3NaHCO3(s) + C6H8O7(s) = 3CO2(g) + 3H2O(l) + Na3C6H5O7(aq)
Who is the limiting reactant if you had 100g each of sodium bicarbonate and citric acid?
To determine the limiting reactant, we need to compare the number of moles of each reactant and see which one is used up completely or "limits" the reaction.
First, let's find the molar mass of each compound:
- Sodium bicarbonate (NaHCO3):
- Na = 22.99 g/mol
- H = 1.01 g/mol
- C = 12.01 g/mol
- O = 16.00 g/mol
- Total molar mass = 22.99 + 1.01 + 12.01 + (3 * 16.00) = 84.00 g/mol
- Citric acid (C6H8O7):
- C = 12.01 g/mol
- H = 1.01 g/mol
- O = 16.00 g/mol
- Total molar mass = (6 * 12.01) + (8 * 1.01) + (7 * 16.00) = 192.14 g/mol
Next, let's calculate the number of moles for each compound using the given mass:
- Moles of sodium bicarbonate (NaHCO3) = (mass of sodium bicarbonate / molar mass of NaHCO3)

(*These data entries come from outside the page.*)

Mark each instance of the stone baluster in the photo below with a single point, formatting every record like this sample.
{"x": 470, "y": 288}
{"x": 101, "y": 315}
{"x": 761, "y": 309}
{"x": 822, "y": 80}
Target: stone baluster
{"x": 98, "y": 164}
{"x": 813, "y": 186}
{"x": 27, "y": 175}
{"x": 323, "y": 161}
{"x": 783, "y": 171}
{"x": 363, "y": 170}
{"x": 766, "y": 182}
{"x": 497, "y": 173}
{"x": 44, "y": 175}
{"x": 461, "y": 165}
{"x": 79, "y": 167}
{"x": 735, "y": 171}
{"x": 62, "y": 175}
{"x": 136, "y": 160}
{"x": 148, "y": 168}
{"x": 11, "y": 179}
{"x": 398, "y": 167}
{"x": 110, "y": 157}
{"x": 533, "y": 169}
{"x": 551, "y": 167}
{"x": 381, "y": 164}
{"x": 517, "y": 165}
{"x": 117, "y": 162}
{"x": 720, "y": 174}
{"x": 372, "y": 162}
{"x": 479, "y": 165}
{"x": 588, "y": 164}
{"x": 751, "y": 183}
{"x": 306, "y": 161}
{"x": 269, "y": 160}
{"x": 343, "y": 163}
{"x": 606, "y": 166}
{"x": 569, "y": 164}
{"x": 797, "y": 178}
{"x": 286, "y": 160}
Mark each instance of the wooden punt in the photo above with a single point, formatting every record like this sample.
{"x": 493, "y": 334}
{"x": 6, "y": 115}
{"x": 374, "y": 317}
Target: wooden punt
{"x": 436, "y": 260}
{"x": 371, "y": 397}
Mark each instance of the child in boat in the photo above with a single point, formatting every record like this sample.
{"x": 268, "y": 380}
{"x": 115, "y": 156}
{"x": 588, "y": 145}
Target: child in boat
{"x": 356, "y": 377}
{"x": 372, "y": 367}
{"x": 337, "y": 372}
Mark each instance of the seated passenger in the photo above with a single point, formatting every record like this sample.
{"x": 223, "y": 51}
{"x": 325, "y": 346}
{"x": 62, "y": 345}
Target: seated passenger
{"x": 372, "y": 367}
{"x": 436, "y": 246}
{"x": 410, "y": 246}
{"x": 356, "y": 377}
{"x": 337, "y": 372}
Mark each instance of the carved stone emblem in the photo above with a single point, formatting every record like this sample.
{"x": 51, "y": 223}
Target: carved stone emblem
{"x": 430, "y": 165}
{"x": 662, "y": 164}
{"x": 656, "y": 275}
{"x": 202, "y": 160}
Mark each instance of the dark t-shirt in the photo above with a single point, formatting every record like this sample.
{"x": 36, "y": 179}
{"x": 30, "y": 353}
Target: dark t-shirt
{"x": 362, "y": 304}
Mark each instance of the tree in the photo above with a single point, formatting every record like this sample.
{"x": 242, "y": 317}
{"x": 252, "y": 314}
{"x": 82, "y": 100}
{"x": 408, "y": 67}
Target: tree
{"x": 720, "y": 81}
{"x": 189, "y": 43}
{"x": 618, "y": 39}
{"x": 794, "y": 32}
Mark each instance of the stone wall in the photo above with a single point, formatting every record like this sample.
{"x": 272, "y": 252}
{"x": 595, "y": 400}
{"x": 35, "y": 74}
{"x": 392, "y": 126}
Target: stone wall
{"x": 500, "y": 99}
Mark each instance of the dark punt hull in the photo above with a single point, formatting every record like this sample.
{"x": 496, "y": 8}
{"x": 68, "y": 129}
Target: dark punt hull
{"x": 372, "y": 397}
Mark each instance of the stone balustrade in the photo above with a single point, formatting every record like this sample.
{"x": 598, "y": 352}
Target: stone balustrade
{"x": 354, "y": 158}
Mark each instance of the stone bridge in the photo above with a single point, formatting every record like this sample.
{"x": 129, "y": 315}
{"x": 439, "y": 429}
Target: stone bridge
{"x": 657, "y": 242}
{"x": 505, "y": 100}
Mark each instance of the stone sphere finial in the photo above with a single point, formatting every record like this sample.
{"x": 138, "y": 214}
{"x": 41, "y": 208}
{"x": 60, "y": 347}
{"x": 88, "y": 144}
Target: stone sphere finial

- Moles of citric acid (C6H8O7) = (mass of citric acid / molar mass of C6H8O7)
Moles of sodium bicarbonate = (100 g / 84.00 g/mol) = 1.19 mol
Moles of citric acid = (100 g / 192.14 g/mol) = 0.52 mol
Since the reaction equation shows a 1:1 molar ratio between sodium bicarbonate and citric acid, we can conclude that the limiting reactant is the one with the lesser number of moles. In this case, the citric acid is the limiting reactant because it has 0.52 mol compared to the 1.19 mol of sodium bicarbonate.
Therefore, if you had 100g each of sodium bicarbonate and citric acid, the citric acid would be the limiting reactant.